In a statement, the central bank called such claims “baseless and misleading” and said that it “strongly refutes all such assertions”.
Explaining the situation, the central bank said that in order to facilitate the domestic entities, SBP specified certain Information Technology (IT) related services, which such entities can acquire from abroad for their own use and make foreign exchange payments there against up to $100,000 per invoice.
The SBP statement said that such services include, satellite transponder, international bandwidth, internet, private line services, software license, maintenance, support, and service to use electronic media and databases. Entities desirous of utilizing this option designate a bank, which is approved by SBP one time. Subsequently, after designation, such payments can be processed through the designated bank, without any further regulatory approval, the central bank added.
SBP said that during recent off-site reviews, it was observed that in addition to utilizing the aforesaid mechanism to remit funds for IT related services for their own use, telcos were remitting bulk of the funds for video gaming, entertainment content, etc. purchased by their customers using airtime, under Direct Carrier Billing (DCB).
DCB is, in general, an online mobile payment method, which allows users to make purchases by charging payments to their mobile phone carrier bill. Telcos were allowing their customers to purchase above mentioned products through airtime and then remitting funds abroad reflecting such transactions as payments for acquisition of IT related services. Thus, in effect the telcos were acting as intermediaries/ payment aggregators by facilitating acquisition of services by their subscribers.

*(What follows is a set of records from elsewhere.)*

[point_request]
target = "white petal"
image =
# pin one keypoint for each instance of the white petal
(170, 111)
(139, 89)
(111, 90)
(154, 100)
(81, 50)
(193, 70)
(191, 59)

Therefore, in view of the violation of foreign exchange regulations, SBP revoked the designation of banks of telcos for such payments. However, to facilitate their legitimate IT related payments, telcos have been advised through their banks to resubmit their requests.
If any entity, including a telco, intends to operate as an intermediary/payment aggregator and such arrangement involves outflow of foreign exchange, it has to approach SBP, separately through its bank, for seeking special permission for providing such services under the Foreign Exchange Regulation Act, 1947.